I’ve lost a lot of blood. Never believed I’d die on a job.
The gun is cold, dead weight in my lap. I flex my hand around it, making certain my grip is still secure. Sweat-slick, or is that my blood? Someone else’s. Only one of them had time to scream… God, I couldn’t leave him like that.
Please, come home soon.
By Helevica Fox
She put her heart up for sale on Ebay, struggled with the description. “Mildly sentimental. Relies too much on others. Contains scars from several wounds but still beats with hope.”
She checked hourly at first, then daily.
The responses were slow in coming. There was an offer to trade, another to meet clandestinely. Several watchers lurked in the background. When time ran out, she debated whether to drop the price or give her heart a second chance, but had no feelings either way.
That’s when she realized that somewhere in the process, completely unnoticed, it had lurked away in the dark.
The boy chases after the Packard, rain falling from graying clouds. If he’s fast enough, he can stop Mother before she leaves him at Deerfield Academy. He doesn’t know anyone. Back home he was “piano boy”, writing about moonlight phantoms and lonely swans. It was hardly a compliment, but he knew where he fit.
He had Mother. He remembers the way she beamed, smiling, when he wrote his first composition. Rocked him to sleep after nightmares about dung beetles.
He stumbles suddenly and sees the Packard fade into a pebble-sized speck. He cries into flickering shadows, in the rainy, wind-swept street.
By Mir-Yashar Seyedbagheri
Hot wind slices the afternoon into jagged shards of heat and sand, ripping unprotected flesh. Jesus stands unnoticed and silent, observing and wondering what has happened to his dream.
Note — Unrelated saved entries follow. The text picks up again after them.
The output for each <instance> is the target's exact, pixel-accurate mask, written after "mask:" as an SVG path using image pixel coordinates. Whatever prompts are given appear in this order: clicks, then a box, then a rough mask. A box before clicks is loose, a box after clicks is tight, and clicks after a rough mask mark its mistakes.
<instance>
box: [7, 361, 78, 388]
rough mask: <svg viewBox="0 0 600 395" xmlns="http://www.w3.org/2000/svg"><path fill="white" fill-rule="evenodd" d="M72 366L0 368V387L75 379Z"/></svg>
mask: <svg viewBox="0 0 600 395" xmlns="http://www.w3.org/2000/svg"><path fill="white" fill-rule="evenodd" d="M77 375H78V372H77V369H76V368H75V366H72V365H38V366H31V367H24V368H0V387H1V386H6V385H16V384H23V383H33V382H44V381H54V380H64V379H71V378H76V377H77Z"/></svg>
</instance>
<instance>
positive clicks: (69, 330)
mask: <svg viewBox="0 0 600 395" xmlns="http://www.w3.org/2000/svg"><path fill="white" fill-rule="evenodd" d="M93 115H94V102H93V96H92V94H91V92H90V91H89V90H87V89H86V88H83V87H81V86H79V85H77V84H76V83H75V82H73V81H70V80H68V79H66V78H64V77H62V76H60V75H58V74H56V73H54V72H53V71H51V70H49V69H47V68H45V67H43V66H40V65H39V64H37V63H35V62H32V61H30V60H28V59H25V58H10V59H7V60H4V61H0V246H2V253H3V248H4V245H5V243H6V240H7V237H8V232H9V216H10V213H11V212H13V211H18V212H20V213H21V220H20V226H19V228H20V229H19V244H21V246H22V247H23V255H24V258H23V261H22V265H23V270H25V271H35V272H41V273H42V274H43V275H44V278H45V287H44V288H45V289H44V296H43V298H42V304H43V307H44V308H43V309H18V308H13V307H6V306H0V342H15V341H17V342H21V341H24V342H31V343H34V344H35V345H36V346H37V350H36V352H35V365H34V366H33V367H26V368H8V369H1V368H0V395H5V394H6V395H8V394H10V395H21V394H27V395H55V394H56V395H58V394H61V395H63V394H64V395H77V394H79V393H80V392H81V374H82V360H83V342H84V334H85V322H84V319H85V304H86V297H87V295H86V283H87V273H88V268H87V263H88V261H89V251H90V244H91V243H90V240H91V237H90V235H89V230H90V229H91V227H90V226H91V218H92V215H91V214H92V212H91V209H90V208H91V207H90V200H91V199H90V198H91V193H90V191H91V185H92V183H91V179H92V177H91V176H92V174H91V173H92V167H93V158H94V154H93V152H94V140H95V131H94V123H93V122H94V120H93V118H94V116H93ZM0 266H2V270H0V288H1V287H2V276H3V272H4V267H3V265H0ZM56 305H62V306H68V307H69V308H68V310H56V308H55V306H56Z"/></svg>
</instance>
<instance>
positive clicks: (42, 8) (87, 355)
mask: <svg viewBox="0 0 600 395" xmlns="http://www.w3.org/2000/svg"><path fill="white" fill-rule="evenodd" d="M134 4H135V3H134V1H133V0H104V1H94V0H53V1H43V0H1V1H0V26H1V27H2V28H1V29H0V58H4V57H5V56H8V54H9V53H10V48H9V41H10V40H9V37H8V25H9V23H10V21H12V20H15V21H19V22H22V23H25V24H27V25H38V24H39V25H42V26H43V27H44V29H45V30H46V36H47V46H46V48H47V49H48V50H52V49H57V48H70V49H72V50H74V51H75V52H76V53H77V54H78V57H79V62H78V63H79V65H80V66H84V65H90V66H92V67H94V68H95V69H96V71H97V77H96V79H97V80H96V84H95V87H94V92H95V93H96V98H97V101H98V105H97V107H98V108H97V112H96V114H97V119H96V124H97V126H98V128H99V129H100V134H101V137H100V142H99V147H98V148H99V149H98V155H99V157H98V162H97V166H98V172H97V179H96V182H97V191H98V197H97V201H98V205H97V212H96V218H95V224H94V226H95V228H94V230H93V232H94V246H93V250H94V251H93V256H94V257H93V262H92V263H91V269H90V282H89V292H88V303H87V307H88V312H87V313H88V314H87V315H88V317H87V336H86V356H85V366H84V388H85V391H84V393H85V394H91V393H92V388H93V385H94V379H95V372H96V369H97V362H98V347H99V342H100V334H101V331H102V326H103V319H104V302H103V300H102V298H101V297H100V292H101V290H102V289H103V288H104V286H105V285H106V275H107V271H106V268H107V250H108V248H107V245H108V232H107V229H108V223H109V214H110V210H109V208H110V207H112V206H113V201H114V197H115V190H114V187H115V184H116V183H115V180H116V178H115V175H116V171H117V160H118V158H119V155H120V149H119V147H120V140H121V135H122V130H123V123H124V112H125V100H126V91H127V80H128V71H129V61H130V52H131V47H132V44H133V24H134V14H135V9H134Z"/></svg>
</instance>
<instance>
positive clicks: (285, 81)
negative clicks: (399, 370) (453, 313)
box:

Soldiers walk in pairs, guarding the grounds he once graced, armed with machine guns instead of swords and spears. Vendors argue with customers, bartering over produce and souvenirs. A young couple strolls hand in hand, her head leaning into his shoulder.
They pause. Embrace. Lips touch.
Jesus closes his eyes and remembers similar moments he enjoyed with his Apostle Mary. He turns away and begins the walk back from whence he came.